Harrods Confirms Customer Data Stolen in Third-Party Cyber Breach
Luxury retailer Harrods has warned customers that their personal information may have been compromised following a breach involving one of its third-party service providers.
In an email sent to affected customers on Friday evening, the London-based department store said that names and contact details of some online shoppers were accessed. The company assured customers that no passwords or payment information were involved in the incident.
Harrods described the breach as an “isolated incident” and confirmed that it had been contained. “The third party has confirmed this is an isolated incident which has been contained, and we are working closely with them to ensure that all appropriate actions are being taken,” the retailer said in a statement. “We have notified all relevant authorities.”
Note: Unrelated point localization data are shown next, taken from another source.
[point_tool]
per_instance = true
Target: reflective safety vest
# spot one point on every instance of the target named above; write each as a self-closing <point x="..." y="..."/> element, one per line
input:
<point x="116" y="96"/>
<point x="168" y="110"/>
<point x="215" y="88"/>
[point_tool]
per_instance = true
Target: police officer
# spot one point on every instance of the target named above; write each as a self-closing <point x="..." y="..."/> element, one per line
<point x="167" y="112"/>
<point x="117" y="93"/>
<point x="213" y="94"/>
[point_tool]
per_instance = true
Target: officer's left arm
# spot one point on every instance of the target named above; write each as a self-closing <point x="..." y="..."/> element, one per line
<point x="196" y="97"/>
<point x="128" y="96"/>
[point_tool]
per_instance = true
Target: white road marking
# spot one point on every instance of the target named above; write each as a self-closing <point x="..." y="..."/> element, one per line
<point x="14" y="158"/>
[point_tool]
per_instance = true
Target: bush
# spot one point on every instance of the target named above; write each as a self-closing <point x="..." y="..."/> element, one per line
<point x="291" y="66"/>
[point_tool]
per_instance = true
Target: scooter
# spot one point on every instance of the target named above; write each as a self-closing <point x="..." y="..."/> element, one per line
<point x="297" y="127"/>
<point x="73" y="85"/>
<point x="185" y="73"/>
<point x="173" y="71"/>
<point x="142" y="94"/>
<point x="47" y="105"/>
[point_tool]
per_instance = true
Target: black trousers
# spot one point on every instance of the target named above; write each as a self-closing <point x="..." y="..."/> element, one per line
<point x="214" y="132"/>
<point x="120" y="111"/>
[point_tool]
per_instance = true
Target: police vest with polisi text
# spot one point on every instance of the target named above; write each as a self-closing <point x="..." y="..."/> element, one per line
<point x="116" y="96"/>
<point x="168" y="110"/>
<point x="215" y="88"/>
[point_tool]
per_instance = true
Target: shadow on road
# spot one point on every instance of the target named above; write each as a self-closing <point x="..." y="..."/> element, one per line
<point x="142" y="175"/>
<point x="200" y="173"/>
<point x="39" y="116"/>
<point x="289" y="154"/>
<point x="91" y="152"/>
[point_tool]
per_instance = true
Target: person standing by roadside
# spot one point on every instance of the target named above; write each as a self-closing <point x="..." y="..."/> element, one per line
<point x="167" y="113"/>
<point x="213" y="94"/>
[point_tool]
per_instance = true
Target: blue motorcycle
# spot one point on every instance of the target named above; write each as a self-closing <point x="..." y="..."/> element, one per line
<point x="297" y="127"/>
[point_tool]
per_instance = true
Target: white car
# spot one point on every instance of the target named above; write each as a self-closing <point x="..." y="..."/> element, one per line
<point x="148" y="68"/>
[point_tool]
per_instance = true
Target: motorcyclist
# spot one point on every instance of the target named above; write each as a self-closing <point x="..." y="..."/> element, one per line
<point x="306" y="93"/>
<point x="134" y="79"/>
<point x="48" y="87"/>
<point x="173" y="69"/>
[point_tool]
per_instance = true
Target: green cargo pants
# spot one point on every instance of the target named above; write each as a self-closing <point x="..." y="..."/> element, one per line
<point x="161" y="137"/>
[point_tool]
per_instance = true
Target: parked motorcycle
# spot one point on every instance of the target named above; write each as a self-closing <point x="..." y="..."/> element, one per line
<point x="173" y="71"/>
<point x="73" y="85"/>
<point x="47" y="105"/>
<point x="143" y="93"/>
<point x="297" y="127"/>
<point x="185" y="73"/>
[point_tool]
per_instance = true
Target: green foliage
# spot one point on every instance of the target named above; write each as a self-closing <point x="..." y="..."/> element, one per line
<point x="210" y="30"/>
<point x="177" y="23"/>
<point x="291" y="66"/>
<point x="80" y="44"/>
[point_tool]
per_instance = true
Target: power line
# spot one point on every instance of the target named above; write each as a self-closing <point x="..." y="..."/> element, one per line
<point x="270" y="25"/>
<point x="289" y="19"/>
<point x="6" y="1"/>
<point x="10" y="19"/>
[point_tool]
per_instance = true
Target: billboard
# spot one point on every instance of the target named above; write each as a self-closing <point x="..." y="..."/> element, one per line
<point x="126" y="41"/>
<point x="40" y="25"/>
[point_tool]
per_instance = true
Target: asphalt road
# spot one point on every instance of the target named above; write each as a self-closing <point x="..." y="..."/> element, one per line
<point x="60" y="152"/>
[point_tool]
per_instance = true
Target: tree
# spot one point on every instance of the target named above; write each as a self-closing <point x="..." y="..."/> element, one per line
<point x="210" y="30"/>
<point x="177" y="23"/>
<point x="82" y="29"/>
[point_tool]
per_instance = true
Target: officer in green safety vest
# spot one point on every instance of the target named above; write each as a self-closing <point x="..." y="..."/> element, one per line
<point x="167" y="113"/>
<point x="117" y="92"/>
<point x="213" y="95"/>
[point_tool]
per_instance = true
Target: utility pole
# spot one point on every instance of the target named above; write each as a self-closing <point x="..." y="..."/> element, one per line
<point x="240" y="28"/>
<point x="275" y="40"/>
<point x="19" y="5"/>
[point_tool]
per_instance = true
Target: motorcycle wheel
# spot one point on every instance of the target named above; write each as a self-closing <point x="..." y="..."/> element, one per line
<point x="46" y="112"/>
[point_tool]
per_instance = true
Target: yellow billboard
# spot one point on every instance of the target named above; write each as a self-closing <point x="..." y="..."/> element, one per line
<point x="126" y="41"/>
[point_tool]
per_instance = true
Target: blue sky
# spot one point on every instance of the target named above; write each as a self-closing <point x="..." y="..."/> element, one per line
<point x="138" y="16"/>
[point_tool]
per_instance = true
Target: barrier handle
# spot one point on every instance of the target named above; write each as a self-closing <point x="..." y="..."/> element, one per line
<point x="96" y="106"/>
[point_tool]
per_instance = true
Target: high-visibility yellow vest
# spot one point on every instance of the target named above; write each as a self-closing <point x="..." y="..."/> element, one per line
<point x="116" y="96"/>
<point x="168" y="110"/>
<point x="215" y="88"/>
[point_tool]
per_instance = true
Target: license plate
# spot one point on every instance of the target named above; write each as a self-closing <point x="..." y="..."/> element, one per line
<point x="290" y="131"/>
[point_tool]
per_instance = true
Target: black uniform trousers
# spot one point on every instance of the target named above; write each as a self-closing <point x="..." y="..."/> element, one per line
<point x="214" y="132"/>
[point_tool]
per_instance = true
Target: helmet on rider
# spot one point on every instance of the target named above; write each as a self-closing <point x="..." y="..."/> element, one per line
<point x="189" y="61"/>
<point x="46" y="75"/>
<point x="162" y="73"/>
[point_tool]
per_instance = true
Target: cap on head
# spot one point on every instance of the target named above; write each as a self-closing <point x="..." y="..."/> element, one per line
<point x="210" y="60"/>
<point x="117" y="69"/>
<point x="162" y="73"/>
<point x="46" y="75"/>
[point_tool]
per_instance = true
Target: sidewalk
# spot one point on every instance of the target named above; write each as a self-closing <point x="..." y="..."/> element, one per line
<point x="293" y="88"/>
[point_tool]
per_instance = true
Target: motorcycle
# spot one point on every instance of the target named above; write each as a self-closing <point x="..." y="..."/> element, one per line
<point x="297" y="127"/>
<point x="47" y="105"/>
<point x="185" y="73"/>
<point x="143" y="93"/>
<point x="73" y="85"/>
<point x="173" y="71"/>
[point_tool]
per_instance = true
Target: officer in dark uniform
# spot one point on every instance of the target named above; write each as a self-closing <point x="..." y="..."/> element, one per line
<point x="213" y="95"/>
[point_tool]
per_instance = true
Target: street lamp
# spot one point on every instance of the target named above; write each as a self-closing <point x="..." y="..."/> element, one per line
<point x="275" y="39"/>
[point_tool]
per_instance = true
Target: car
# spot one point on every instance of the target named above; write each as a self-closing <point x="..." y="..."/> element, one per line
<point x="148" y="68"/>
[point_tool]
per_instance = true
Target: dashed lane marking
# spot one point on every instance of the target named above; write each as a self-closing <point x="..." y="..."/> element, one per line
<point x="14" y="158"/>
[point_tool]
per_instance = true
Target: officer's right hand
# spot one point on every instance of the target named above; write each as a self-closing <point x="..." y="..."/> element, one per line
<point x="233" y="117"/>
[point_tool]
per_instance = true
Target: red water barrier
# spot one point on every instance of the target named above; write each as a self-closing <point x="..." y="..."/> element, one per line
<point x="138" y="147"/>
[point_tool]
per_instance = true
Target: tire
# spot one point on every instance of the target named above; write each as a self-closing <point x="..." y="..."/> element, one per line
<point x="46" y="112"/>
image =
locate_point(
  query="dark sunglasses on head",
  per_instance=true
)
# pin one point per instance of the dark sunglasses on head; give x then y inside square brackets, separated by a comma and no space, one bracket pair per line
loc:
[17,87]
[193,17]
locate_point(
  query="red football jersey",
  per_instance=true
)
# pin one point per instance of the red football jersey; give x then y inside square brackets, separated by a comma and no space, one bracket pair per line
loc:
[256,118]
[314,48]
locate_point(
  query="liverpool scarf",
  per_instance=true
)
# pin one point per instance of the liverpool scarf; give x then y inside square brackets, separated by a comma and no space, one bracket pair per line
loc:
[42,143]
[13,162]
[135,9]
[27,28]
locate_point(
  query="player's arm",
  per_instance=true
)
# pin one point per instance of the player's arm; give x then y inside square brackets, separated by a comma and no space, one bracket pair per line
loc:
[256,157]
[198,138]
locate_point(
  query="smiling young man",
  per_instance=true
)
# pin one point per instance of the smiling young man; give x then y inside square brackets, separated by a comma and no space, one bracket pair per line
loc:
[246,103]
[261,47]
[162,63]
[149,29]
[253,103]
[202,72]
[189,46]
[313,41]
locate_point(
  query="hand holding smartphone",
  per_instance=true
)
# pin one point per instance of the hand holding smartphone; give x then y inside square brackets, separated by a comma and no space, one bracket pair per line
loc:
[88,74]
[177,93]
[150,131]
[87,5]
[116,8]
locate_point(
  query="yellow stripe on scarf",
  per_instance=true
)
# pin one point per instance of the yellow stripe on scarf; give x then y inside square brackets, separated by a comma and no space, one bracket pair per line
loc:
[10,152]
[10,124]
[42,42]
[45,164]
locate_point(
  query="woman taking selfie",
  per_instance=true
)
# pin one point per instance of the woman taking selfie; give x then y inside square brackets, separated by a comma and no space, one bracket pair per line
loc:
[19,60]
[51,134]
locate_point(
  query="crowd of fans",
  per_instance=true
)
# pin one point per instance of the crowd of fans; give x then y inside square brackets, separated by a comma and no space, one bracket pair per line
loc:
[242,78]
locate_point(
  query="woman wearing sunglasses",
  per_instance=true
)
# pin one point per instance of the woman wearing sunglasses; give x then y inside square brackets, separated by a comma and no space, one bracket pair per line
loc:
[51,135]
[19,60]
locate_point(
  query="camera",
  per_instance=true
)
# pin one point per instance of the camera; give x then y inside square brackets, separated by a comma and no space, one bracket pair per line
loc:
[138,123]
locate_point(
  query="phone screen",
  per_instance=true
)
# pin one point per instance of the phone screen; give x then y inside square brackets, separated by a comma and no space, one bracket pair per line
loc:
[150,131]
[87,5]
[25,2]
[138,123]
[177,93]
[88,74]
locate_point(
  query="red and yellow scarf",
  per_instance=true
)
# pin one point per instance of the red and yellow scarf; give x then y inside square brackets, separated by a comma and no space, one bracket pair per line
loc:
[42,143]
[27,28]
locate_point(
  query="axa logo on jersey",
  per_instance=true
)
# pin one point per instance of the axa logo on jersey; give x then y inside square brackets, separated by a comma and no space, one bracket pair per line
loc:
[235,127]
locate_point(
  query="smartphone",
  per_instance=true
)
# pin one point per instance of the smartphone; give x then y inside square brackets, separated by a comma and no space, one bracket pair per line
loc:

A company spokesperson stressed that Harrods’ own IT systems were not compromised and clarified that this breach was unrelated to a cyberattack in May, when the retailer temporarily restricted internet access across its sites following an attempt to gain unauthorised access.
Earlier this year, the same loosely affiliated hacking group that claimed responsibility for the May attack also targeted Marks & Spencer and the Co-op. In July, the National Crime Agency (NCA) arrested four individuals linked to the attacks: a 20-year-old woman in Staffordshire and three young men, aged between 17 and 19, in London and the West Midlands. All have since been released on bail.
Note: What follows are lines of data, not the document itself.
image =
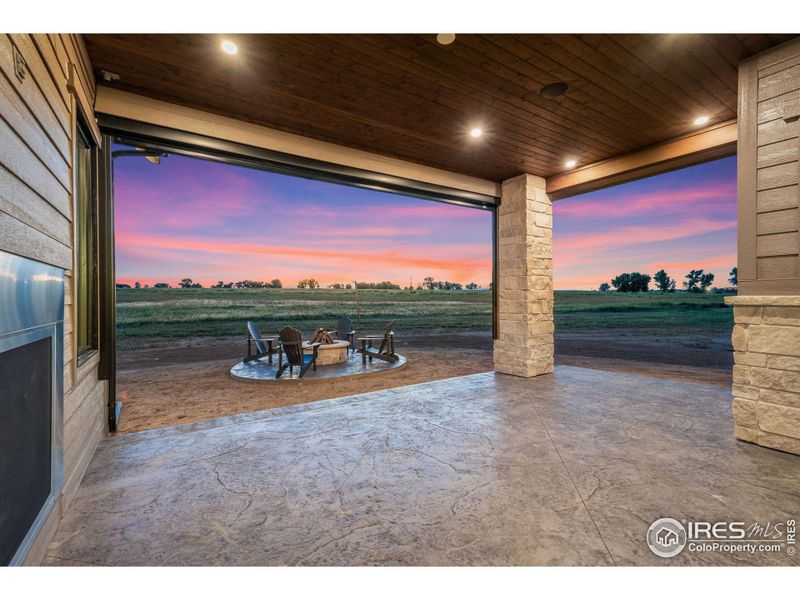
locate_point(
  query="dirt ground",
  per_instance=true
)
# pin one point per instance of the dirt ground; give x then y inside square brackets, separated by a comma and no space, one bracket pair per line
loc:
[173,382]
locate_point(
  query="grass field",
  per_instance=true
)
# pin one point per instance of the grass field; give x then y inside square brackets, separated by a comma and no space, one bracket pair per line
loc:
[160,313]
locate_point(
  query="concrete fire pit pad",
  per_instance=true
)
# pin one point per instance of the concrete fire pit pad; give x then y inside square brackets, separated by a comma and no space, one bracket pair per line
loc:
[330,354]
[262,371]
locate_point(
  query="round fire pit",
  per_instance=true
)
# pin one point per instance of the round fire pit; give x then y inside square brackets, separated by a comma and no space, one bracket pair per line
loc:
[330,354]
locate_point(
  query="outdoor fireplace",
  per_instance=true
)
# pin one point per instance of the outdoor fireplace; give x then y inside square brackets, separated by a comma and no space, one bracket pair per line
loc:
[31,403]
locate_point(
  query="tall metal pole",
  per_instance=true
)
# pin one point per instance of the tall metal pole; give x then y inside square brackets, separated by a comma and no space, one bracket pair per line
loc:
[358,304]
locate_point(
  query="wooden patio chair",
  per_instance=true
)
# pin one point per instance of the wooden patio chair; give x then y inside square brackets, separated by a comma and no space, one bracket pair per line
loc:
[291,348]
[385,351]
[264,345]
[344,331]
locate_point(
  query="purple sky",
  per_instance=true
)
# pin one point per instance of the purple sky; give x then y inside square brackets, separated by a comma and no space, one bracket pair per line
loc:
[676,221]
[211,222]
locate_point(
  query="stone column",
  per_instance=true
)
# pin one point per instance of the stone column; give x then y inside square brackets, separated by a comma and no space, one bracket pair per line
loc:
[766,372]
[524,344]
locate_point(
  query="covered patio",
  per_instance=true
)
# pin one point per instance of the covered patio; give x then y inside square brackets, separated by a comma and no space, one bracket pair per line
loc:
[529,464]
[489,469]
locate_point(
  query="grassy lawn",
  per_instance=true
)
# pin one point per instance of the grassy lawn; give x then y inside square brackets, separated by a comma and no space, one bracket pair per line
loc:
[151,312]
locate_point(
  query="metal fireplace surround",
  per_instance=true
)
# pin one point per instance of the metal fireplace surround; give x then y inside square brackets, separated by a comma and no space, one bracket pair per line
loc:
[32,309]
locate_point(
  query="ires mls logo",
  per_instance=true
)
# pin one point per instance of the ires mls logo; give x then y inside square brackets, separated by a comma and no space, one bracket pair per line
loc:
[668,537]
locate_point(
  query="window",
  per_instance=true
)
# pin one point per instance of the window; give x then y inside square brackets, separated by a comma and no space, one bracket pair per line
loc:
[85,244]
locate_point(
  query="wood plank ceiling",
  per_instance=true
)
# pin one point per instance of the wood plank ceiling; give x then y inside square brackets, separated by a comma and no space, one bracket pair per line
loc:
[409,97]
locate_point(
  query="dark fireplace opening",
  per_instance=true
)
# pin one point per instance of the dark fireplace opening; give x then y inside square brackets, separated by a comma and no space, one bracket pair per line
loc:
[26,414]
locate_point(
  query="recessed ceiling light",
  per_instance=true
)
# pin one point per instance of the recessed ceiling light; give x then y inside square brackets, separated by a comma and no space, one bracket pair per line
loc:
[554,90]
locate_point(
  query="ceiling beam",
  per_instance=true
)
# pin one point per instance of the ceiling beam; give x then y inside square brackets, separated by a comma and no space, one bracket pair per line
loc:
[697,147]
[117,103]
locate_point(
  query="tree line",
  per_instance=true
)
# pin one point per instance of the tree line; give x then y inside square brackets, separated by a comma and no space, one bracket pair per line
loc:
[695,281]
[429,283]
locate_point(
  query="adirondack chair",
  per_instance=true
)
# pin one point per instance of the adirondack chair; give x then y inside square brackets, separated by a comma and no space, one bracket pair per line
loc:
[344,331]
[291,348]
[384,352]
[264,345]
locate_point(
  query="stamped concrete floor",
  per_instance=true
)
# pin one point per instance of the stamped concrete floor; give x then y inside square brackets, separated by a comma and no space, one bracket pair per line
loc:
[564,469]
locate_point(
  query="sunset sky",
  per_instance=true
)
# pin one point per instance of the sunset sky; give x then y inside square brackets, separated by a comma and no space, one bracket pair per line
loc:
[211,222]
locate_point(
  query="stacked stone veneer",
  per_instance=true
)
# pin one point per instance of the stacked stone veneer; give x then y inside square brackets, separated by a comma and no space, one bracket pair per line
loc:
[766,372]
[524,344]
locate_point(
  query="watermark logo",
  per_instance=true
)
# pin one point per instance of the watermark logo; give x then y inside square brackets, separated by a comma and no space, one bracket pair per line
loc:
[666,537]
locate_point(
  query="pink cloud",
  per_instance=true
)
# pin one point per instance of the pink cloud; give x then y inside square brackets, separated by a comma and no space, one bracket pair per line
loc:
[627,204]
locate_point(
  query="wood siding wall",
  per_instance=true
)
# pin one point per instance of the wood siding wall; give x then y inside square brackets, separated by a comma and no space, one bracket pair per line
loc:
[37,129]
[769,172]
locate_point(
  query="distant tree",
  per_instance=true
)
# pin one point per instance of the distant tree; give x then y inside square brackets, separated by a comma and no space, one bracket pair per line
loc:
[664,282]
[631,282]
[381,285]
[698,281]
The warning from Harrods comes amid a wave of high-profile cyberattacks affecting UK businesses. In August, a separate group of hackers disrupted Jaguar Land Rover’s global production lines, halting manufacturing for several days.
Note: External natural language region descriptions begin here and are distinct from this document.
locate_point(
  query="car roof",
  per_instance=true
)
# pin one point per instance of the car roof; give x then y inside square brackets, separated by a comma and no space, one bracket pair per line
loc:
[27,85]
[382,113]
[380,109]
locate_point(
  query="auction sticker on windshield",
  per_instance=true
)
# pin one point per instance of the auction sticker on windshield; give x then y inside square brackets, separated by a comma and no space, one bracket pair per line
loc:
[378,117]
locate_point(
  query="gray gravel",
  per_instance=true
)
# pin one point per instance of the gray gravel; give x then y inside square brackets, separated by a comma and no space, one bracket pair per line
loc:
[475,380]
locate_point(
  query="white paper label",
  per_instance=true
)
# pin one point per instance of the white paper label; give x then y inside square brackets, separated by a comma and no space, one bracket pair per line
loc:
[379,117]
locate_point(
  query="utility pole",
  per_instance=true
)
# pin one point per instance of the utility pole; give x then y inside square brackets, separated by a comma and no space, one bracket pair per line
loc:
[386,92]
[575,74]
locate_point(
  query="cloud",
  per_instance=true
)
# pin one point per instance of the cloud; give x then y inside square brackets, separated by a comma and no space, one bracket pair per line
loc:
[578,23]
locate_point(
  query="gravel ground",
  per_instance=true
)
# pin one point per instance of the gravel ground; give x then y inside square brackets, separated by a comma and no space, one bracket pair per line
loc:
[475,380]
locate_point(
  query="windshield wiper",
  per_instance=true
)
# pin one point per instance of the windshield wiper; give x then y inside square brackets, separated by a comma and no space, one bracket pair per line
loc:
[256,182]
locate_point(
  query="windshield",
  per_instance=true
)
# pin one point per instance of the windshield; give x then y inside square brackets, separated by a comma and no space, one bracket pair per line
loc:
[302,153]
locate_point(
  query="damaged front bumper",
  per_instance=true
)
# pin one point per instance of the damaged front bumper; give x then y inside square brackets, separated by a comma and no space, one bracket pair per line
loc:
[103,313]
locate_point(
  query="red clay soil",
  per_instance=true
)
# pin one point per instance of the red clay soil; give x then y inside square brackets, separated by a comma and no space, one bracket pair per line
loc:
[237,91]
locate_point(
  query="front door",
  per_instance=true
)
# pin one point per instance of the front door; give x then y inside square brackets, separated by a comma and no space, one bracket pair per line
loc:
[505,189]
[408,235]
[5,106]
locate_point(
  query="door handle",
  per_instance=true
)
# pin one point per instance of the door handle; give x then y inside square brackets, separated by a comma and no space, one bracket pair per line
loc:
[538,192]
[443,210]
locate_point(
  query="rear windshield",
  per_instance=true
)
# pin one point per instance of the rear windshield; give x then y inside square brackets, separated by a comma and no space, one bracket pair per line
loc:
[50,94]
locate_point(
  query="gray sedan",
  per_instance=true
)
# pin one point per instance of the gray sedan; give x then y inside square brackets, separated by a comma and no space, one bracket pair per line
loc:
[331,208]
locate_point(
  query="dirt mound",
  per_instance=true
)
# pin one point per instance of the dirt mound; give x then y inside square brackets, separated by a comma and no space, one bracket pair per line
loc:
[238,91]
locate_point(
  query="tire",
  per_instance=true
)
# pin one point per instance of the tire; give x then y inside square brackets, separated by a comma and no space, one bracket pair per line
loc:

Richard Horne, chief executive of the National Cyber Security Centre, said such breaches highlight the growing sophistication of cybercriminals. “These attacks may seem theoretical and technical, but they have real-world impact on real people,” he told BBC Radio 4’s Today programme. “Criminal attackers don’t care who they hit or how much damage they cause. Every organisation, no matter its size, must take proactive steps to secure its systems and protect its customers.”
Harrods urged customers to remain vigilant for suspicious emails or communications and said it would provide updates as the investigation continues.